Even when he decided to take a break from volunteering, families continued to approach him for help with wakes and funerals. There weren’t enough people who could and would do such work.

Her father was organising so many funerals at the time that he was sleeping only three to four hours a night. Ms Tan’s mother again asked her to help him out, if only to make sure he didn’t doze off while driving.

It has now been six years since she made the switch from classroom to funeral home.

When someone dies, funeral directors are the people who usher the bereaved through the process of mourning. 

The job is heavy on logistics, but more importantly, on emotion.

“You’re there not just as a funeral director, you’re also there to calm them down, to provide them support,” said Ms Tan.

Sometimes, she will receive calls from people worried about funeral details even before their loved ones have died.

When that happens, she tells them to seize the remaining time and concentrate on spending it together – administrative matters can wait.

Her journey with the family usually starts when she goes to the mortuary to collect the body.

A typical Singaporean Chinese wake lasts three or five days. Before that, the body must be sent for embalming, permits need to be obtained for the wake, slots need to be booked for cremation and interment of ashes, and the wake and funeral need to be organised.

A funeral director does all that, and consults the family on religious needs and other preferences. Did they or the deceased want a maximalist or minimalist funeral?

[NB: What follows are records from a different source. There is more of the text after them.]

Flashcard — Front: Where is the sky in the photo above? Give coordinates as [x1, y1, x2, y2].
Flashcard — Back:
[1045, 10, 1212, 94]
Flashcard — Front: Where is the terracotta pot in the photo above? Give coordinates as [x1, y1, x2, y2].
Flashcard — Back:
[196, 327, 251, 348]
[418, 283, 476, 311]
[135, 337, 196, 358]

How should the body be made up and dressed? How do they want to memorialise their loved one?

The naysayers did help in one way – strengthening her resolve to stick to her choice.

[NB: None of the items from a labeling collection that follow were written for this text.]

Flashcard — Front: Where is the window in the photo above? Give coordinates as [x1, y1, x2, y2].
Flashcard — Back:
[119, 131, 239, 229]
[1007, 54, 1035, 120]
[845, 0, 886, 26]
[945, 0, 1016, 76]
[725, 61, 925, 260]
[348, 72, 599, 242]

“Since young I’ve always been very open to challenges. And the more someone tells me that you cannot do this, I will do it,” she said.

Ms Tan has found that doing the work is the best way to change people’s preconceptions.

“I think what really overturned this discrimination is when you show them that you are capable of handling the dead bodies as well, and you are capable of doing what they feel that you cannot do,” she said.

“Sometimes the deceased can be in a state of decomposition already, so they feel like you cannot handle the sight of it, or you cannot handle the stench of it. When you are able to do it, it slowly changes their perspective.”

Whether you have a university degree does not matter, she said.

“In this industry, for you to last, there are only two things – you must have a heart of empathy, and you (must) really genuinely want to serve the family.

“Without these two qualities, it’s not possible for you to last through the sleepless nights and all those mental challenges that you face.”

DO NOT GIVE IN TO SELF-DOUBT

Ms Tan was apprehensive about changing jobs at first because she enjoyed parts of being a teacher. Becoming a funeral director also strayed from the career milestones she used to imagine herself hitting by a certain age.

But seeing how death impacts everyone, regardless of their achievements in life, and how her work helped families to move forward, convinced her of the new path she had chosen.